Так они и сделали. В супружеской спальне Варвары Николаевны и Павла Петровича стоял полумрак, кресла уже не было, только царапины на паркете в углу напоминали, что здесь находился громоздкий предмет на четырех ножках. Пришлось отправиться на чердак. Здесь оно и оказалось, резное, дубовое, огромное, с высокой спинкой, с могучими гнутыми подлокотниками и ножищами в виде львиных лап. Вид у него был не просто антикварный, а просто-таки монументальный. Парни, глядя на эту громадину, поневоле прониклись почтением. Нетрудно было представить его в кабинете фамильного особняка или даже старинного замка.
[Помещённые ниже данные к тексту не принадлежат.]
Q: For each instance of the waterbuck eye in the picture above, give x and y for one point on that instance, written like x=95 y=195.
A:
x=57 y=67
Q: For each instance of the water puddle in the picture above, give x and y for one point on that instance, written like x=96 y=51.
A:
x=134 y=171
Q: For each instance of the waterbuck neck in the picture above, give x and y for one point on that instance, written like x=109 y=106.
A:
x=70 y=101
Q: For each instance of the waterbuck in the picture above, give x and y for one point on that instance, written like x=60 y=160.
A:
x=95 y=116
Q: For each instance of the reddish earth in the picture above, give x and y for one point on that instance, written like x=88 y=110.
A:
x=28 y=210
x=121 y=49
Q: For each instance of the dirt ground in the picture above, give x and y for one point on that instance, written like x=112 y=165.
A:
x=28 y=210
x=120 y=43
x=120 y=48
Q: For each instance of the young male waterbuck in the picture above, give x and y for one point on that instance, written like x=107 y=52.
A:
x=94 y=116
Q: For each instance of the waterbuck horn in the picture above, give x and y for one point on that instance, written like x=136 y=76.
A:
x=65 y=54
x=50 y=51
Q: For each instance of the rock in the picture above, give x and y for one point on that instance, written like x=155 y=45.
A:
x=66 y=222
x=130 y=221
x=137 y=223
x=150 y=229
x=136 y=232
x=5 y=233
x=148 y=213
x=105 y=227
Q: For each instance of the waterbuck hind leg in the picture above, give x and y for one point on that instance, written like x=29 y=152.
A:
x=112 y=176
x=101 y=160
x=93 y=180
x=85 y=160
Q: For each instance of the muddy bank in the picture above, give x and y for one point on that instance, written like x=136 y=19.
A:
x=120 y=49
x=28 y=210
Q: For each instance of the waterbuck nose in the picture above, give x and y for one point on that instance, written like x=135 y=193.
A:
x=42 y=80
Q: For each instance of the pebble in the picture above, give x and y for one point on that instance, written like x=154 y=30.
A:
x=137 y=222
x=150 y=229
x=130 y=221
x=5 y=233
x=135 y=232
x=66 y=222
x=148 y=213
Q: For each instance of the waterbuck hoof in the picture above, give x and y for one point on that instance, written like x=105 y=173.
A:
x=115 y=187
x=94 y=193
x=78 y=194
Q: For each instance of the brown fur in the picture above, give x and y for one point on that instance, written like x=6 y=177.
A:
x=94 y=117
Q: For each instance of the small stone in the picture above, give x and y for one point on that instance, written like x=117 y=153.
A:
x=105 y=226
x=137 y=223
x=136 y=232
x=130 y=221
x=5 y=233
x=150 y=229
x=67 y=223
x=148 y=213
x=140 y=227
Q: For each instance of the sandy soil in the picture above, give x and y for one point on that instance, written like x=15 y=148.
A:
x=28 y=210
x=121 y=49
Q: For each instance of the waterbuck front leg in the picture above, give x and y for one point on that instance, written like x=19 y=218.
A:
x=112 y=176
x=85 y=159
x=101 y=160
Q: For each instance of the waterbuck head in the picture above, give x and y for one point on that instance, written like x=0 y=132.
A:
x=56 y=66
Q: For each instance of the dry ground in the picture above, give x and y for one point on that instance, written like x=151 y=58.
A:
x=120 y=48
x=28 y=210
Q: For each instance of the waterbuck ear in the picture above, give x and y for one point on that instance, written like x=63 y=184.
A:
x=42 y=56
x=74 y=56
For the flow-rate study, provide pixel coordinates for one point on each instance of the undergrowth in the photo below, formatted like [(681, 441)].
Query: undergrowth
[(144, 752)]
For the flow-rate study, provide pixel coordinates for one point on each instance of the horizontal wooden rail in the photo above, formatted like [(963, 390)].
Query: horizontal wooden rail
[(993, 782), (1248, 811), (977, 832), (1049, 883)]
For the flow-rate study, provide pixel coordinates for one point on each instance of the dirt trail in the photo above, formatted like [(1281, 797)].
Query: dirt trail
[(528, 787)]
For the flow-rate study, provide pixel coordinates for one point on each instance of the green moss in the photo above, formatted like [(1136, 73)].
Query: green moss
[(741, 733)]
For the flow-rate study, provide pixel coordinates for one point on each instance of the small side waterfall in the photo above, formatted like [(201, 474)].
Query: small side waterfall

Конечно же, замка, где бродят привидения бывших хозяев, умерших не своей смертью, и рассказывают посетителям леденящие кровь легенды о своем буйном нраве и жестоких деяниях.
— Какая красивая ве-ещь! — восхищенно произнес Иосиф, впервые обративший внимание на фамильную реликвию Изотовых.
Осе доводилось заглядывать в Варварину комнату по ее поручениям, но он никогда не приглядывался к дубовому монстру, задвинутому в темный угол.
— Да, вещь великолепная, — поддакнул приятелю Даня, — Только теперь оно здесь истлеет. Павел о нем и слышать не хочет. Собственноручно, наверное, его сюда отволок, чтобы никогда впредь эту мебель- убийцу не видеть. Давай, садись на пол. Будем на тебе следственный эксперимент ставить, — не удержался от мелкой мести.
— А почему на мне? Пылища-то какая…
— Что поделаешь, старик. Тут все-таки старый чердак. К тому же я повыше Варвары буду, и плечи у меня пошире, я на женскую роль не гожусь. Ты, правда, тоже не субтильного сложения, но уж пожалуйста, голубчик, не жеманься, побудь жертвой преступления.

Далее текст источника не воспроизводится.